La jueza Baloisa Marquínez tiene ante sí la posibilidad de revisar lo que abogados califican como “entuertos jurídicos” dentro del proceso Odebrecht en Panamá, tomando como referencia decisiones adoptadas en Brasil y Perú, donde evidencias relacionadas con el caso fueron desestimadas y, en algunos casos, se anularon procesos.
El abogado Omar Sing considera que estos precedentes de derecho comparado deben ser tomados en cuenta por el tribunal panameño, particularmente por tratarse de una investigación de carácter transnacional.
A juicio de Sing, Marquínez debería emitir una decisión favorable al expresidente Ricardo Martinelli, al sostener que no existen elementos suficientes para mantener la acusación por el presunto delito de blanqueo de capitales.
El jurista argumentó que, durante el proceso, la defensa logró acreditar que los fondos vinculados a Odebrecht fueron destinados a publicidad y promoción electoral. Por ello, corresponde determinar si existen elementos que permitan sustentar la responsabilidad penal atribuida a Martinelli.
“Si no enderezamos la justicia en Panamá, lastimosamente nadie va a invertir”, advirtió Sing, al destacar que la seguridad jurídica es un factor fundamental para atraer inversiones al país.
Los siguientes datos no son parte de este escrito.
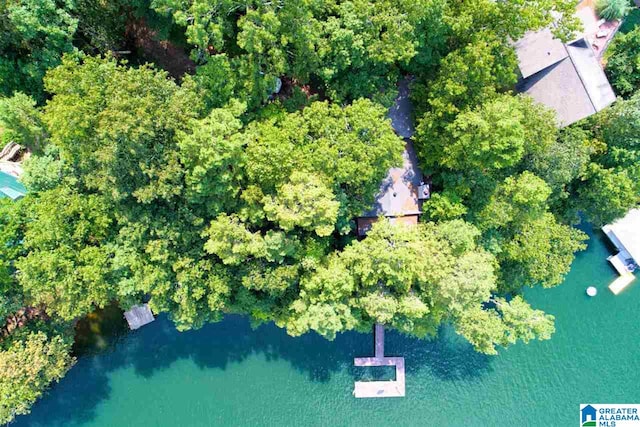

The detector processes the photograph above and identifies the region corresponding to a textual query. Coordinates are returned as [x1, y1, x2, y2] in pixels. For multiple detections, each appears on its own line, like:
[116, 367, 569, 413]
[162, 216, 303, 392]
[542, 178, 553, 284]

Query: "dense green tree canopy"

Por su parte, el abogado Basilio González cuestionó la validez de las pruebas utilizadas en el proceso y citó la doctrina conocida como “fruto del árbol envenenado”, según la cual una evidencia obtenida ilegalmente puede afectar la validez de otras pruebas derivadas de ella.
González puso como referencia una decisión del magistrado brasileño José Antonio Dias Toffoli, quien declaró inutilizables determinadas pruebas provenientes de las confesiones de ejecutivos de Odebrecht, al considerar que fueron obtenidas al margen de la ley.
De acuerdo con el planteamiento citado por González, esas evidencias no podrían ser utilizadas en otras jurisdicciones debido a las consecuencias que generaron para personas investigadas en Brasil y otros países.
La defensa de Martinelli también sostiene que durante el proceso se vulneraron garantías fundamentales, entre ellas la posibilidad de contrainterrogar a determinados testigos, lo que, según sus abogados, habría limitado el ejercicio efectivo del derecho a la defensa.
Ahora, la atención está puesta en la decisión que adopte la jueza Marquínez y en si el tribunal considerará los precedentes internacionales que cuestionan el uso de pruebas posteriormente anuladas en otras jurisdicciones.